This the fourth part of the cloud systems survey. We keep discussing about the security aspects of the cloud systems.
Corporates, Cloud Services and Market
Many companies already have their own networks. They are managed with different tools and systems. They have a tendency to convert these systems to cloud. The difference between “cloud” and the cloud the companies define is that, company clouds are “private”. While the idea of the cloud is to provide a single point of service for the service, companies and corporates intend to use their own private clouds where no one else can enter or where they can safeguard their own data (this is actually another trust issue between two companies, concerning industrial espionage). However a more important aspect for private company clouds is the “Agility” characteristic of the Cloud. Resources can be moved from one system to another, or disaster recovery is handled by the cloud system itself with auto-backup and failover services. It’s not very meaningful for corporates to rely on other companies too. While many SMEs should go for cloud services just to be able to compete with bigger players, corporates should manage their own private clouds and services. Currently none of the big players, including, Google, Microsoft, Sony, Amazon use someone else’s infrastructure. They sometimes takes some services from other vendors, but these services are not just their competitive advantage, they are just another channel for them to improve their service only for a niche part of their users.
On the contrary, SMEs should go for the cloud services. It’s always hard for a small company to compete with bigger guys because of the reasons mentioned in the “Cost Reduction” characteristic of the Cloud. While focusing on their core product, SMEs should not consider things like email servers, virtualization or development environment creation. By outsourcing such services, they can get “rolling” much faster, and they can release their products faster. This provides a huge competitive advantage against their bigger competitors because they need time to adapt to the changing requirements of the market.
Cloud For Black Hat Hackers and Crackers
Sony is one of the biggest corporation in the world right now. It has a huge array of products from televisions to mobile devices. Play Station is one of the most widely used game console system in the world. With the emergence of online services, Sony has created its own “marketplace” Play Station Network to distribute digital content (mostly games). PSN stored its users credit card information in order to ease the hassle of buying digital content etc.
In April of 2011, Sony announced that its machines were breached and private data concerning their users were stolen, including credit card information. Data was publicly released and spread quickly thanks to the peer to peer sharing protocols.
This problem raised a lots of questions regarding security. These questions were also based on the trust issues between the companies and end-users.
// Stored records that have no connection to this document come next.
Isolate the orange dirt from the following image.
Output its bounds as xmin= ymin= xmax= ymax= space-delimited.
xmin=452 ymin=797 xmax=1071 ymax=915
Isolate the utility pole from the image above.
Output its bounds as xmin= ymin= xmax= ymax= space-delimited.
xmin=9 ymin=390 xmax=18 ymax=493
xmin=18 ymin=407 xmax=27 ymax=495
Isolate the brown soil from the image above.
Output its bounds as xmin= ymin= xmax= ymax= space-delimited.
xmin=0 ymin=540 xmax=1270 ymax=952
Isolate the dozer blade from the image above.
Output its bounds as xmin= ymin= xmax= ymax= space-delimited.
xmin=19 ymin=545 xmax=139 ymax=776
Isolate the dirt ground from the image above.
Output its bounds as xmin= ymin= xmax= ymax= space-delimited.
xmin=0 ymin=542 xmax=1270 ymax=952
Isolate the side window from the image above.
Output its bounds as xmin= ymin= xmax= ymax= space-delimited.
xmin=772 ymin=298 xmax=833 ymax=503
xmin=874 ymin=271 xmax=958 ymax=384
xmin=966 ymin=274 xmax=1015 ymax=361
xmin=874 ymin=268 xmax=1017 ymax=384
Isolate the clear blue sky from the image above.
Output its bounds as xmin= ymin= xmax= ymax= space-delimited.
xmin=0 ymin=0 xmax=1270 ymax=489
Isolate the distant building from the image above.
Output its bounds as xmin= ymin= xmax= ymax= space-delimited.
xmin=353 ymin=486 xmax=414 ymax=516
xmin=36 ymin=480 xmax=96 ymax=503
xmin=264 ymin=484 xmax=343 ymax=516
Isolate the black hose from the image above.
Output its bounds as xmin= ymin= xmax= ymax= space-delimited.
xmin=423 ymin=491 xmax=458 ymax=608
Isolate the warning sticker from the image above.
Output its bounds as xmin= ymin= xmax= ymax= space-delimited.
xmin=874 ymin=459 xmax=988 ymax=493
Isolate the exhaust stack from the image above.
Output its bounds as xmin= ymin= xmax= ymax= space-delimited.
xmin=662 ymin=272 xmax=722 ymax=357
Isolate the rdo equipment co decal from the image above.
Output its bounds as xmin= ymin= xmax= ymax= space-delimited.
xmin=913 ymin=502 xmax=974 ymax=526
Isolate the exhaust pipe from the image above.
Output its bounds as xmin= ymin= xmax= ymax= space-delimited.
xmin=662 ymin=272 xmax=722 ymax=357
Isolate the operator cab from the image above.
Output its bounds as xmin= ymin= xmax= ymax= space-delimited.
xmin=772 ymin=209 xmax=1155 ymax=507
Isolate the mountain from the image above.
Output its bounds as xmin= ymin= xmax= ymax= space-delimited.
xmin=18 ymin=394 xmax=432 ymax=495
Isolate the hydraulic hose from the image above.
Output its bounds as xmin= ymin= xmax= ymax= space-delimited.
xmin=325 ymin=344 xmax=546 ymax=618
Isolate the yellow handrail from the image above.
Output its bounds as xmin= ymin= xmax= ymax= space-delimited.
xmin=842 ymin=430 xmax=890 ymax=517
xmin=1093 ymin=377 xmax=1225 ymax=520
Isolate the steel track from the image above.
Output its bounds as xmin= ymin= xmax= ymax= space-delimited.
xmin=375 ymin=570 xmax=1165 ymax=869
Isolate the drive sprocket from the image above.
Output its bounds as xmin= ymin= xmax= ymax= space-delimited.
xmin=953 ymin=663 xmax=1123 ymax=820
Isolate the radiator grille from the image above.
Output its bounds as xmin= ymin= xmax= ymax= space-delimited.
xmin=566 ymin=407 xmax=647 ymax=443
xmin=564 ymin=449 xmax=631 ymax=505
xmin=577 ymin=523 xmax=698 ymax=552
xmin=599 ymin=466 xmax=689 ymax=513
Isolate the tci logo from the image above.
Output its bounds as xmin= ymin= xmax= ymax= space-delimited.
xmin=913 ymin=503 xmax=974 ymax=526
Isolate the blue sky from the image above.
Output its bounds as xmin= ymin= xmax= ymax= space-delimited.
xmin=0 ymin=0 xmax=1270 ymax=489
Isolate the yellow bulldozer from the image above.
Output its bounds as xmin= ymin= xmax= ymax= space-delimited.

Considering this case, if such a scenario might have happened in a cloud environment, what could have changed? Would it be worse? Or would it happen at all?
Considering optimal cases, it wouldn’t happened at all. Cloud systems are managed by the same versions and it’s just a click away to upgrade all of them using tools like Puppet. For individually managed computers, this is of course harder and cannot be managed by single clicks. Each computers are different individuals and it’s always harder to secure each one of them individually. Because of that, IT people tend to protect the network instead of single machines. A single machine, already connected to the network, can be breached if the security updates are not made. And it’s really harder to detect such outdated machines, if your network is big. While we have some issues regarding to the cloud computer’s security, it’s actually more secure then our previous solutions.
Considering a worst case scenario, involving a cloud service provider that is not very well on his job or that is a little bit negligent on the things it does. Once a single machine is breached, whole network is open to the attacker, however as the data is actually distributed, bits of Sony’s data is somewhere, and another bit somewhere completely different. This would help manage decrease the effect of the damage caused by the attacker. However, attacker while intending to attack Sony, might capture information related to another company in the process as the data is distributed. But damage is also minimal.
For Black Hat Hackers or crackers, cloud services are kind of a dream (or nightmare). If the service is not managed good enough, cloud can be a big boon for them. Lots of private data at their hands, once the security is breached. However it can also be a big problem too, if the cloud services are managed good enough. However as I had mentioned earlier, Black Hat Hackers are not generally harmful. They do what they do generally to prove a point. However crackers mostly intend to cause some damage or to gain advantage from the situation. Having even some part of the data from multiple companies can be enough for them. However as the servers are not managed individually, it’s harder to breach these systems and they require more then just tools to get over them.